Il legame con Franco Maria Ricci è diretto. Nel 1970 l’editore pubblicò nella collana I Segni dell’Uomo un importante volume italiano dedicato all’artista, accompagnato da un testo di Roland Barthes. Alcune opere entrarono allora nella collezione oggi conservata a Fontanellato, poi arricchita da nuove acquisizioni.
Per approfondire l’universo editoriale di Ricci sul nostro sito si può leggere anche il percorso dedicato al Codex Seraphinianus di Luigi Serafini, pubblicato da Franco Maria Ricci e diventato uno dei progetti più riconoscibili della sua storia editoriale.
Cosa comprende la visita al Labirinto della Masone
Il biglietto giornaliero dà accesso al complesso e permette di organizzare la visita senza limitarsi alla temporanea. Il Labirinto indica come riferimento almeno un’ora e mezza per attraversare labirinto di bambù, gallerie e mostre temporanee. Nell’ultimo weekend di Erté conviene quindi arrivare con tempo sufficiente per non sacrificare una parte del percorso.

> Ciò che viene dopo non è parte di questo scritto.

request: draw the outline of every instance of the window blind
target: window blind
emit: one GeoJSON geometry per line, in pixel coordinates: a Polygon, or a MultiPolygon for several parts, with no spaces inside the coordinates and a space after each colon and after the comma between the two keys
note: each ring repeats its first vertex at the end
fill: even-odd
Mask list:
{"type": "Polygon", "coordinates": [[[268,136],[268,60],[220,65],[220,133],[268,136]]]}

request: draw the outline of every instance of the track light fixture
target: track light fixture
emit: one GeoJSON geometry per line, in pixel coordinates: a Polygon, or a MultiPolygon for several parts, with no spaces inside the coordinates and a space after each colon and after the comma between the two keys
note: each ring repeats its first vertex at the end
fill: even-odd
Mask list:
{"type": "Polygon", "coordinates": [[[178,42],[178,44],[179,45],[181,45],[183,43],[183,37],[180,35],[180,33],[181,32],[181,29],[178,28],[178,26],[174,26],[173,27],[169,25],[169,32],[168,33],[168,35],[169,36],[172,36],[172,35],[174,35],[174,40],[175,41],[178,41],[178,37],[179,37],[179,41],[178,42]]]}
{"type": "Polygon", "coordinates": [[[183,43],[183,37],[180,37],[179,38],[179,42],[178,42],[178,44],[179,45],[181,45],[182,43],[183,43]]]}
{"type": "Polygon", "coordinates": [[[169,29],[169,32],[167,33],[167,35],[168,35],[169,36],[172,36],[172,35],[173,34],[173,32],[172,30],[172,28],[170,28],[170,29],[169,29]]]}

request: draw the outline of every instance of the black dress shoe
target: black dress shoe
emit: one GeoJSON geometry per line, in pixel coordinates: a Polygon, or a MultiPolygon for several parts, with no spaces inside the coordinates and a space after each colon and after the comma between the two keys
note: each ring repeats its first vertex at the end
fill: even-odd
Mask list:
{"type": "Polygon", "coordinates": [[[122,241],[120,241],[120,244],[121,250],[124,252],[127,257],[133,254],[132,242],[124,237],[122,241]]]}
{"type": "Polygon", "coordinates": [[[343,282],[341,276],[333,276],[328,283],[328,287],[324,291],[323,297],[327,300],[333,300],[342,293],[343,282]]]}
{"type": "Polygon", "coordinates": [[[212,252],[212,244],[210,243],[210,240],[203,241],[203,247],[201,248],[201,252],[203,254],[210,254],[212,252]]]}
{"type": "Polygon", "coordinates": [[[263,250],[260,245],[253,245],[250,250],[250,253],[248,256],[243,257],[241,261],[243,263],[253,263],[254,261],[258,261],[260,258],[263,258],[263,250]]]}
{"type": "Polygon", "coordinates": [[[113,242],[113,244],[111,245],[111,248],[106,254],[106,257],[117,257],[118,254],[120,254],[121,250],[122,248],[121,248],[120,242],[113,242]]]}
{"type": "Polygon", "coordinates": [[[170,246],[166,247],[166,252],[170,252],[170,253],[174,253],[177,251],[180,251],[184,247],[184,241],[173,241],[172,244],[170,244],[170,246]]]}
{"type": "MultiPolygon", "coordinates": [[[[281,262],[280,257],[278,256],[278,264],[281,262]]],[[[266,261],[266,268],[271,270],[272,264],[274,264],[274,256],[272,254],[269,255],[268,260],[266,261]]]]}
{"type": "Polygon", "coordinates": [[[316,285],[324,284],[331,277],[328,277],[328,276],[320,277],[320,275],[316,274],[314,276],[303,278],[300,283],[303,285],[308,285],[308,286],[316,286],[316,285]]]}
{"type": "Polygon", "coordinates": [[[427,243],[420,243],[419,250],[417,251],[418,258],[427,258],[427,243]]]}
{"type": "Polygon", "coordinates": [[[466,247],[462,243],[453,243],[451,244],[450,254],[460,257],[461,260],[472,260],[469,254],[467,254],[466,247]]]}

La sede si trova in Strada Masone 121 a Fontanellato, in provincia di Parma. Prima di partire è utile ricontrollare eventuali comunicazioni dell’ultima ora nella pagina ufficiale dedicata a orari e aperture.
Conviene prenotare per l’ultimo giorno?
Sì, soprattutto perché il 13 settembre è domenica e coincide con la chiusura della mostra. Il Labirinto specifica che nei festivi e nei fine settimana la prenotazione tramite acquisto online garantisce l’ingresso nell’orario desiderato. I ticket possono essere acquistati anche sul posto, ma soltanto se rimangono turni disponibili.
Per chi ha rimandato la visita, il punto essenziale è quindi questo: domenica 13 settembre è l’ultima data utile. Arrivare nella prima parte della giornata lascia più tempo per le oltre 150 opere di Erté e per il resto del complesso, evitando di trasformare l’ultimo ingresso delle 17:30 in una corsa contro l’orologio.